Ardından OECD Bakanlar Konseyi toplantısı gündemini paylaştı:
- Ekonomik krizle mücadelede yeni yaklaşımlar, serbest ticaret sistemi, istihdama dayalı büyüme, beşeri sermayeye ve istihdama yatırım, iş becerilerinin geliştirilmesi stratejisi, OECD’nin temel ortaklarıyla, Kuzey Afrika ve Ortadoğu başta olmak üzere stratejik bölgelerle işbirliği, kalkınma stratejisi, cinsiyet eşitliği, eğitim ve girişimcilik. Ayrıca Rusya’nın OECD’ye üyeliği.
- Türkiye, Rusya’nın OECD’ye girmesinden yana mı?
- Elbette istiyoruz. Ancak, OECD üyeliğinin belirli kriterleri var. Rusya’nın öncelikle bu kriterleri tutturması gerekiyor.
Babacan’la dün sabah 1000 kişiyi aşkın katılımcının izlediği OECD Bakanlar Konseyi toplantısı açılış konuşmasını irdelerken konu dünya ve Avrupa’daki krizle ilgili beklentilere geldi:
- Geçen yılın ikinci yarısına girerken dünyada ve Avrupa’da krizle ilgili beklentiler olumsuzdu.

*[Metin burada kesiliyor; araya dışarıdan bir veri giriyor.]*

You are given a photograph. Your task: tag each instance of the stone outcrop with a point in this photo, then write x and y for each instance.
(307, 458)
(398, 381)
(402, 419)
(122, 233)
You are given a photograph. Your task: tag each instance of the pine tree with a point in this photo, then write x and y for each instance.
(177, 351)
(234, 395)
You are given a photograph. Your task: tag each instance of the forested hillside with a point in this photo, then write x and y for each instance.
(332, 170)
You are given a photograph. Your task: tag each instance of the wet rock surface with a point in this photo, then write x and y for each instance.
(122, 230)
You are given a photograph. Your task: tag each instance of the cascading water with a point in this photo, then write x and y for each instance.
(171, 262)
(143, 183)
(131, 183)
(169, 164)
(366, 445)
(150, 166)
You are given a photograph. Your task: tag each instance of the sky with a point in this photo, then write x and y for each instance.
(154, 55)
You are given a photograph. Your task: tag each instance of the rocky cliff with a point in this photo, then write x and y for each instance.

Euro Bölgesi bir türlü krizle mücadeleye dönük adımları destekleyecek kararları alamıyor, ABD de kendisinden beklenen adımları atamıyordu. Nitekim biz de o dönemde gerekli uyarıları yaptık.
- Bu yıl durum nasıl?
- Aslında bu yılın ilk 2 ayında beklentiler olumluya döndü. ABD beklenen kararları devreye aldı, Avrupa Birliği’nin 25 üyesi mali konularda ortak kararlara uyma kararlılığı gösterdi. Ayrıca krize karşı mücadele için oluşturulan fonun kaynakları artırılırken, Yunanistan’a ikinci kurtarma paketi de uygulamaya girdi. Yunanistan’ın iflası ötelendi.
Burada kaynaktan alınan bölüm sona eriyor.